Coupling
Abstract
Dealing with complexity is a major issue of modern software system design. Complexity has been variously shown to be correlated with development cost, testing difficulty, residual errors, and maintenance effort. Coupling among distinct system elements has long been regarded as a major contributor to system complexity. Cohesion, or strength, characterizes the coupling internal to a subsystem, as distinct from the coupling among subsystems. Cohesion is a desirable quality because of the localization of the behavioral attributes of a subsystem. Understanding of a cohesive subsystem can be largely confined to understanding the subsystems themselves. Localized development and maintenance activities can be performed with greater confidence and with lower expenditure of resources.
Useful subsystems must interact, i.e., be coupled, with other subsystems in the larger context. Limiting these interactions facilitates understanding of system behavior, because most aspects of interest are then largely confined to a single subsystem. Evidently, exploring systemwide coupling and cohesion provides an overall assessment of design desirability or quality.
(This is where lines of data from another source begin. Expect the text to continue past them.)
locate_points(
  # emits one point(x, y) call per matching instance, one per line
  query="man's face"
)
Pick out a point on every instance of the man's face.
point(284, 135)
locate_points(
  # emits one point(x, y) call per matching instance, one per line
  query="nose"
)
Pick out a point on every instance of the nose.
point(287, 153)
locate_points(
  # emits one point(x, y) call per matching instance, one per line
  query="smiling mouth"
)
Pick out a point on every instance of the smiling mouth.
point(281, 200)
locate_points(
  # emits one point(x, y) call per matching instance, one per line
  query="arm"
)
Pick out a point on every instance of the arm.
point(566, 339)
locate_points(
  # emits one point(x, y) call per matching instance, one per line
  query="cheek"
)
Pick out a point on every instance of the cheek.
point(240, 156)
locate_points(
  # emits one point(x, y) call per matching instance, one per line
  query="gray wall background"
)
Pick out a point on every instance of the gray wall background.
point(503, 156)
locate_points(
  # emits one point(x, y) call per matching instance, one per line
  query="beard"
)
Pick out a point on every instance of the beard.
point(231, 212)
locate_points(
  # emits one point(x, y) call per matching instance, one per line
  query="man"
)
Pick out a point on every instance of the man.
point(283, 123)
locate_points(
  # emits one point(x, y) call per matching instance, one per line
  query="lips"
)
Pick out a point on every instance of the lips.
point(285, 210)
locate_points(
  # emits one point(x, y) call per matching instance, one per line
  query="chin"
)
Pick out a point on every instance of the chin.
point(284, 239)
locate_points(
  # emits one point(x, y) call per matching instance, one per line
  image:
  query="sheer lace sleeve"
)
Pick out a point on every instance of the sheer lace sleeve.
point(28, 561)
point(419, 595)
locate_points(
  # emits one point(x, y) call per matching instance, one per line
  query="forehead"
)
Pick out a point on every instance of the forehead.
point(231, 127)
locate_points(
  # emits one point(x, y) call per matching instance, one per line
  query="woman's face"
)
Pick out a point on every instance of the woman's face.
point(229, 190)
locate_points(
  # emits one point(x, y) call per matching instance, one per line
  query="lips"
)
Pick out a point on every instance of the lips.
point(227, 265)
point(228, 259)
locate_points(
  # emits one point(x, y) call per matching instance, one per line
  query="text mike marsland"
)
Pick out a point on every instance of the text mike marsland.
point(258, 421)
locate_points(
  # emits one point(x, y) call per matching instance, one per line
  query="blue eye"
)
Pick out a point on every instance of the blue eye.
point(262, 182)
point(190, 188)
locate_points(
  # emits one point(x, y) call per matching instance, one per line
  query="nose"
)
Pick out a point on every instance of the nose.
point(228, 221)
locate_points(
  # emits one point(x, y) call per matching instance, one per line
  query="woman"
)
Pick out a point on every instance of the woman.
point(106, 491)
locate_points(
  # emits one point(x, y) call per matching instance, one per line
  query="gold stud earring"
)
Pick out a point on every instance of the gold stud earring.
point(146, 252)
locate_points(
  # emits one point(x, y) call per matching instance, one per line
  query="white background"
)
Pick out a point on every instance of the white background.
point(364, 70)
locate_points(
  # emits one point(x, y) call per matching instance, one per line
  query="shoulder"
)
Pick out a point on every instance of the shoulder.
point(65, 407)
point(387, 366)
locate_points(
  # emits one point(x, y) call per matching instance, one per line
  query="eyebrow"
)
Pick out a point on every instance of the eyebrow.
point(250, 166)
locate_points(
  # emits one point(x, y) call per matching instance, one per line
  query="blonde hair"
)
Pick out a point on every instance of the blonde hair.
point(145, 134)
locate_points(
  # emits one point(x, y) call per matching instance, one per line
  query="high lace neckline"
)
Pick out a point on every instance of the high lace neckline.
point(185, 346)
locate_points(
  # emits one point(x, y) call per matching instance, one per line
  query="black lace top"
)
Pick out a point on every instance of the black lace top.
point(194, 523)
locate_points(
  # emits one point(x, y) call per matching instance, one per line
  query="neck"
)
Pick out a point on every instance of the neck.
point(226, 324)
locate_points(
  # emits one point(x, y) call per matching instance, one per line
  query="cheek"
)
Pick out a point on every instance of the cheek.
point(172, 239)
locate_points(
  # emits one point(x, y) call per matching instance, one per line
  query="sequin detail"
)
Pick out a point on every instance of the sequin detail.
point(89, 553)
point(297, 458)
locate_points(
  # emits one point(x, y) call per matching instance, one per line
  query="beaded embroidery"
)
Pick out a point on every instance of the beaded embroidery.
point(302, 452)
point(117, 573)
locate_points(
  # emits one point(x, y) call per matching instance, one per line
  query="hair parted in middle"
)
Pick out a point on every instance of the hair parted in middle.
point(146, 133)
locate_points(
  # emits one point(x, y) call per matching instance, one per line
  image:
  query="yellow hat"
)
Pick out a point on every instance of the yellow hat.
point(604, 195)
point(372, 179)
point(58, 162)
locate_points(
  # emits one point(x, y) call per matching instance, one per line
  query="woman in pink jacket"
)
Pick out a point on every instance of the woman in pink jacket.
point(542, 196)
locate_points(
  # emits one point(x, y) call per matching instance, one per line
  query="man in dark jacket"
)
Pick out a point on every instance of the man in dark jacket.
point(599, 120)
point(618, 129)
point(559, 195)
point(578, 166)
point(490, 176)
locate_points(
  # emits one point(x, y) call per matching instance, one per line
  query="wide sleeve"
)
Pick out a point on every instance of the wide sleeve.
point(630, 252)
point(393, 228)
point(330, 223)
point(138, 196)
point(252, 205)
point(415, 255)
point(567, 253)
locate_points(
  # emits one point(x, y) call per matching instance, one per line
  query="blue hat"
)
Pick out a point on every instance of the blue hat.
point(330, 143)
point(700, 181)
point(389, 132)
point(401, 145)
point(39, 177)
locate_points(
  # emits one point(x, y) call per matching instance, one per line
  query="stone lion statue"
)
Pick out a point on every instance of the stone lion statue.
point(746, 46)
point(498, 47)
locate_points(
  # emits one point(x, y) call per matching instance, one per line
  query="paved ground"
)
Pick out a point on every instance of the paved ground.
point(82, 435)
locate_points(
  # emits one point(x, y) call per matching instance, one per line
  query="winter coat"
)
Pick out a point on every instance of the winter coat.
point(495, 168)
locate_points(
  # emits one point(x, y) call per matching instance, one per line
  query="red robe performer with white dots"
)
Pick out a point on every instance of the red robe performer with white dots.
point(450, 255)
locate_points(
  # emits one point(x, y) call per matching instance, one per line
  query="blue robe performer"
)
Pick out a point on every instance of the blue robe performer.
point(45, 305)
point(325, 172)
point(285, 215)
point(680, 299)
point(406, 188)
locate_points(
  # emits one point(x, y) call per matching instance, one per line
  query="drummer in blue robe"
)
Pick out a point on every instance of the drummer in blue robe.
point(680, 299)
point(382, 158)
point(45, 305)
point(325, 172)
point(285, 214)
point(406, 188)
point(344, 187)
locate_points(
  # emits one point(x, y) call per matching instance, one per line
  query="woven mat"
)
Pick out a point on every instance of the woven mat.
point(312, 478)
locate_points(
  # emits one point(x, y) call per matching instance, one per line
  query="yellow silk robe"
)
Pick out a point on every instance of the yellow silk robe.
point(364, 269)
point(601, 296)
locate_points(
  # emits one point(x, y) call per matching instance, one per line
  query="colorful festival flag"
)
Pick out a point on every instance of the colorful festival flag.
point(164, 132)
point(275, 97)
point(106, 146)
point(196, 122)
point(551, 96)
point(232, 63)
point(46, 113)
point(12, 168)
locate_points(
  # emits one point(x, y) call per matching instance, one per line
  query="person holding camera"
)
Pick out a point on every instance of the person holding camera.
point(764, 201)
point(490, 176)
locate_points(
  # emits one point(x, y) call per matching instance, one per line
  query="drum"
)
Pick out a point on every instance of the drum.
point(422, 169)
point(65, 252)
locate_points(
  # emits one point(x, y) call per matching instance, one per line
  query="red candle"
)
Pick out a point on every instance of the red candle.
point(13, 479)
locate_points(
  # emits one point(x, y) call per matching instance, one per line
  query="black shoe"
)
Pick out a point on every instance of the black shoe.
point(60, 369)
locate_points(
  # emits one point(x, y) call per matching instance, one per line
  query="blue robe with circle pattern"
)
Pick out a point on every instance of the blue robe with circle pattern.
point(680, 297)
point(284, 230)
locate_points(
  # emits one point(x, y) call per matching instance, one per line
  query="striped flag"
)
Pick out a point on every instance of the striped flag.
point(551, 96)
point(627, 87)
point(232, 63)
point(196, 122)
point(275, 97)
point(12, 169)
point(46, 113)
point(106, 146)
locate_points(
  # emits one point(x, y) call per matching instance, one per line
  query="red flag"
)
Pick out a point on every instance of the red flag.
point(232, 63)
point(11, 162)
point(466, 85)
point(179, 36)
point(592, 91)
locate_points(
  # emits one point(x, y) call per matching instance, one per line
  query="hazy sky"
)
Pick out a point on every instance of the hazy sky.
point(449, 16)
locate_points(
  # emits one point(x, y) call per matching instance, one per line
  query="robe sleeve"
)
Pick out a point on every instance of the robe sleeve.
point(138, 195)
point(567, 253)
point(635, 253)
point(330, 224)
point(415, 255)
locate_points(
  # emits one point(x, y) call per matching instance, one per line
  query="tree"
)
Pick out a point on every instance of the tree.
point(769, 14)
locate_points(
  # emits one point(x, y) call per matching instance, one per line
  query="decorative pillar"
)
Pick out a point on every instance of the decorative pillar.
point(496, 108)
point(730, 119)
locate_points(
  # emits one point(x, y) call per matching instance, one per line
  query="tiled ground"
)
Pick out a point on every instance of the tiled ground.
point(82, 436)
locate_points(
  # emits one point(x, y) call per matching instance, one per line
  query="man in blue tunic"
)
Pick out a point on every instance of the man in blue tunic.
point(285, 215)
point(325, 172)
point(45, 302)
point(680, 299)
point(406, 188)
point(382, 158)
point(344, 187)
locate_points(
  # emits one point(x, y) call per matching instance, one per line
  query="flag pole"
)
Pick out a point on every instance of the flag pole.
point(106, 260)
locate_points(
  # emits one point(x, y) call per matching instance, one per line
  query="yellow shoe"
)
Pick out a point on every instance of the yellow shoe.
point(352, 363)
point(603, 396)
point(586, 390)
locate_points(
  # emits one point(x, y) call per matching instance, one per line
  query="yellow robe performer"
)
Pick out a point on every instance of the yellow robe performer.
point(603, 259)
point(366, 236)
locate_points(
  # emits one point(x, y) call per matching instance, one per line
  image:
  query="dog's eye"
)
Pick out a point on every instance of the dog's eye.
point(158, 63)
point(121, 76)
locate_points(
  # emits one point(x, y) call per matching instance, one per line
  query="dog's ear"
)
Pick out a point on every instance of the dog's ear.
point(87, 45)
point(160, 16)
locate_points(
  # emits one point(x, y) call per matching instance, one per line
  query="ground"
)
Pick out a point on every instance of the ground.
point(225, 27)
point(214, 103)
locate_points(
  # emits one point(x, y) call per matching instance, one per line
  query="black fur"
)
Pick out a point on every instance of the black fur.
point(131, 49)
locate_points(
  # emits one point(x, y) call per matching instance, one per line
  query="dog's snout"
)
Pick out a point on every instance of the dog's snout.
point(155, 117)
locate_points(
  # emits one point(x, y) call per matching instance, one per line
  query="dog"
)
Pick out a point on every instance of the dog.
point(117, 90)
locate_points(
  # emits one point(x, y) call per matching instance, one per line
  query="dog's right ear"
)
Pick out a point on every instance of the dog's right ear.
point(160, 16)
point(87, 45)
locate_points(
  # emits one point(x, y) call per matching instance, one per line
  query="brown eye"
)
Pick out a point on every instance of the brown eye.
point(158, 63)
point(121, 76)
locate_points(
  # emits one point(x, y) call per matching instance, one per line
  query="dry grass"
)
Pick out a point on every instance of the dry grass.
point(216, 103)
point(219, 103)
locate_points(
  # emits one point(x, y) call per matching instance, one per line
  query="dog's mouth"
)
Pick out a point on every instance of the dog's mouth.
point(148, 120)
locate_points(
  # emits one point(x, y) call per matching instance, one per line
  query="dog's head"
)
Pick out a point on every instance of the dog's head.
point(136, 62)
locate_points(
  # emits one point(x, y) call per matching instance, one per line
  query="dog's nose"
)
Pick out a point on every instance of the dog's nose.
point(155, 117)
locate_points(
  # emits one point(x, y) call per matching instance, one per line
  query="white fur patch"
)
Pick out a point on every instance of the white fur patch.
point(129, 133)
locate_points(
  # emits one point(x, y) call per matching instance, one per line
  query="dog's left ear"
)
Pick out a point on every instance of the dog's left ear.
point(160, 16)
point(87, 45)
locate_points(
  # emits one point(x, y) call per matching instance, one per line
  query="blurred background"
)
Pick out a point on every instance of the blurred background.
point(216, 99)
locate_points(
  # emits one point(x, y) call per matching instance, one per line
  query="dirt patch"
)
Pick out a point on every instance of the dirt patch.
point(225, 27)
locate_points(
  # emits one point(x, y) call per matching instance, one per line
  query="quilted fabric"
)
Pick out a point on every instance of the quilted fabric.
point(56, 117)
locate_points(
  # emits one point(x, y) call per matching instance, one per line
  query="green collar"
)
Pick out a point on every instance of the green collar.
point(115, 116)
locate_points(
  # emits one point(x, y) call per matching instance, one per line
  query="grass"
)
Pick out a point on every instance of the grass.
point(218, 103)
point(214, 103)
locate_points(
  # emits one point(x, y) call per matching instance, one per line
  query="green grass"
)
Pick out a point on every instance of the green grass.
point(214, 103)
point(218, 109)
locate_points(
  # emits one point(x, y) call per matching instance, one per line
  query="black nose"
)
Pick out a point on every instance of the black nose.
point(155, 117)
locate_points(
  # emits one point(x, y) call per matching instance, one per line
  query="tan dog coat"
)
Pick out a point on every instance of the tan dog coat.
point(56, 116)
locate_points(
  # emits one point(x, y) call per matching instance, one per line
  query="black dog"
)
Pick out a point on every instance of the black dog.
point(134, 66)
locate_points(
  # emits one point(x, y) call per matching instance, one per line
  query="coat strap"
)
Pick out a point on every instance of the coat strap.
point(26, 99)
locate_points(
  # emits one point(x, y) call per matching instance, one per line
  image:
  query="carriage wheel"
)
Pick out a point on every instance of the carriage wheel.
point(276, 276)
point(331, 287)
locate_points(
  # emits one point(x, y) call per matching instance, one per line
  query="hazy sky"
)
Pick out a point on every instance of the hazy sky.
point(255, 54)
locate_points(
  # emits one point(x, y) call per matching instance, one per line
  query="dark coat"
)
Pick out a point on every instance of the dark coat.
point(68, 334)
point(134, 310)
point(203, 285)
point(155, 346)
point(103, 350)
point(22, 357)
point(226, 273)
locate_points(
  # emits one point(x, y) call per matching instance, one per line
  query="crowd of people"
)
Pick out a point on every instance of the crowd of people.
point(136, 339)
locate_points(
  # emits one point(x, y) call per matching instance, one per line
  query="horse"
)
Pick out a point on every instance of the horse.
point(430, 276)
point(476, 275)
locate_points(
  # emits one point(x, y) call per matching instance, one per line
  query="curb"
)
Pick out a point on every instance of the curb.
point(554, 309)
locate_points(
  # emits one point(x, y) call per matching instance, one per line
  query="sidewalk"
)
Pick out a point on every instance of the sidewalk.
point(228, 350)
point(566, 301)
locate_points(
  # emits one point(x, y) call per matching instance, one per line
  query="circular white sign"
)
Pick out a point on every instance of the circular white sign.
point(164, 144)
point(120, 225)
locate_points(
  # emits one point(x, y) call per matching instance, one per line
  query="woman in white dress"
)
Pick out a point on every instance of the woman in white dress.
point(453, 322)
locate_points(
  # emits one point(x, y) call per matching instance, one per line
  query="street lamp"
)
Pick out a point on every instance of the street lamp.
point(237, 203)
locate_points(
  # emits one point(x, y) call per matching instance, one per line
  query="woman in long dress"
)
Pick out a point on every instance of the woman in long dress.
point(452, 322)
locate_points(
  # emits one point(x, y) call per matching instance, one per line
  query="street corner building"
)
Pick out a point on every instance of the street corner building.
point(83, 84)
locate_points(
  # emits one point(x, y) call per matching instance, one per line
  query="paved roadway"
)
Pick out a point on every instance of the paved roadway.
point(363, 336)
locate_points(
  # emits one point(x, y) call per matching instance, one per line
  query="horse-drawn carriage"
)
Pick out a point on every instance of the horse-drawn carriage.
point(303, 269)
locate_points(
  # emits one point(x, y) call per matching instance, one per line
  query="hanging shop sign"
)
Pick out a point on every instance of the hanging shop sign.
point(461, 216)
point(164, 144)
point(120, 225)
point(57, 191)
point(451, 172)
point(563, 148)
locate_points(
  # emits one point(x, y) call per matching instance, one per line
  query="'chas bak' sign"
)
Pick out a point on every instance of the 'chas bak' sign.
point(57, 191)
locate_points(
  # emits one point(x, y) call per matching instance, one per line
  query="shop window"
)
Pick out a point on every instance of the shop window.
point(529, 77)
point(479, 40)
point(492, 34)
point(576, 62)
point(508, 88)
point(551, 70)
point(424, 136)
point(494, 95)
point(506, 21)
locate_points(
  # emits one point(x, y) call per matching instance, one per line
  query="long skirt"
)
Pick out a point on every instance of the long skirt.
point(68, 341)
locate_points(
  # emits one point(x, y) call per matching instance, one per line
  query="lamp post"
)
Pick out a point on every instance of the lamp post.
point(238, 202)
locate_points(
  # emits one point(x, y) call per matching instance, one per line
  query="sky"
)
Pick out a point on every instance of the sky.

A quantitative assessment of coupling not only provides an objective evaluation criteria but also can help focus attention on those aspects of a design for which additional effort will improve a systemwide score.
Meyer and Yourdon and Constantine describe several classes of coupling, both internal and external. These attributes are intended as qualitative design guidelines in the pairwise assessment of module properties. These article offers a relative weighting for the several types of coupling. Recent work provides an approach to quantitative measures of coupling and cohesion based on observing structural and syntactic properaties of Ada source code. The above classes of coupling suggest useful viewpoints of system design. The approach described here depends only on some linkage among objects (for which linkage and object can be abstractions at the conceptual level) or attributes such as source code syntax at the detailed design level. Thus, unlike the other referenced work, the following approach supports design analysis at any phase of the development.